Raman spectroscopy allows the acquisition of molecularly specific signatures of pure compounds and mixtures making it a popular method for material identification applications. In hazardous materials, security and counter terrorism applications, conventional handheld Raman systems are typically limited to operation by line-of-sight or through relatively transparent plastic bags / clear glass vials. If materials are concealed behind thicker, coloured or opaque barriers it can be necessary to open and take a sample. Spatially Offset Raman Spectroscopy (SORS)[1] is a novel variant of Raman spectroscopy whereby multiple measurements at differing positions are used to separate the spectrum arising from the sub layers of a sample from the spectrum at the surface.
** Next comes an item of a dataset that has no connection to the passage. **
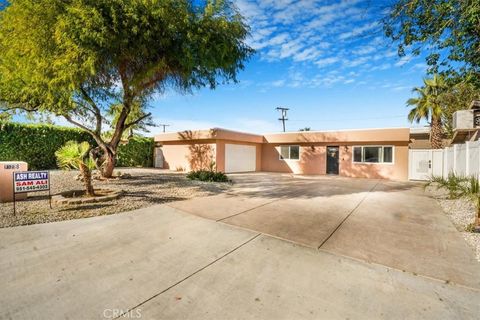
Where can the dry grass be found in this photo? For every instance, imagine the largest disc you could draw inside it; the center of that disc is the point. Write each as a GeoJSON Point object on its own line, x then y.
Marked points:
{"type": "Point", "coordinates": [145, 188]}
For the first time, a handheld system based on SORS has been developed and applied to hazardous materials identification. The system - "Resolve" - enables new capabilities in the rapid identification of materials concealed by a wide variety of non-metallic sealed containers such as; coloured and opaque plastics, paper, card, sacks, fabric and glass. The range of potential target materials includes toxic industrial chemicals, explosives, narcotics, chemical warfare agents and biological materials. Resolve has the potential to improve the safety, efficiency and critical decision making in incident management, search operations, policing and ports and border operations. The operator is able to obtain a positive identification of a potentially hazardous material without opening or disturbing the container - to gain access to take a sample - thus improving safety. The technique is fast and simple thus suit and breathing gear time is used more efficiently. SORS also allows Raman to be deployed at an earlier stage in an event before more intrusive techniques are used. Evidential information is preserved and the chain of custody protected. Examples of detection capability for a number of materials and barrier types are presented below.

Paper Details

Date Published: 24 October 2016
PDF: 10 pages
Proc. SPIE 9995, Optics and Photonics for Counterterrorism, Crime Fighting, and Defence XII, 999506 (24 October 2016); doi: 10.1117/12.2241540
Show Author Affiliations
Robert J. Stokes, Cobalt Light Systems Ltd. (United Kingdom)
Mike Bailey, Cobalt Light Systems Ltd. (United Kingdom)
Stuart Bonthron, Cobalt Light Systems Ltd. (United Kingdom)
Thomas Stone, Cobalt Light Systems Ltd. (United Kingdom)
Guy Maskall, Cobalt Light Systems Ltd. (United Kingdom)
Oliver Presly, Cobalt Light Systems Ltd. (United Kingdom)
Eric Roy, Cobalt Light Systems Ltd. (United Kingdom)
Craig Tombling, Cobalt Light Systems Ltd. (United Kingdom)
Paul W. Loeffen, Cobalt Light Systems Ltd. (United Kingdom)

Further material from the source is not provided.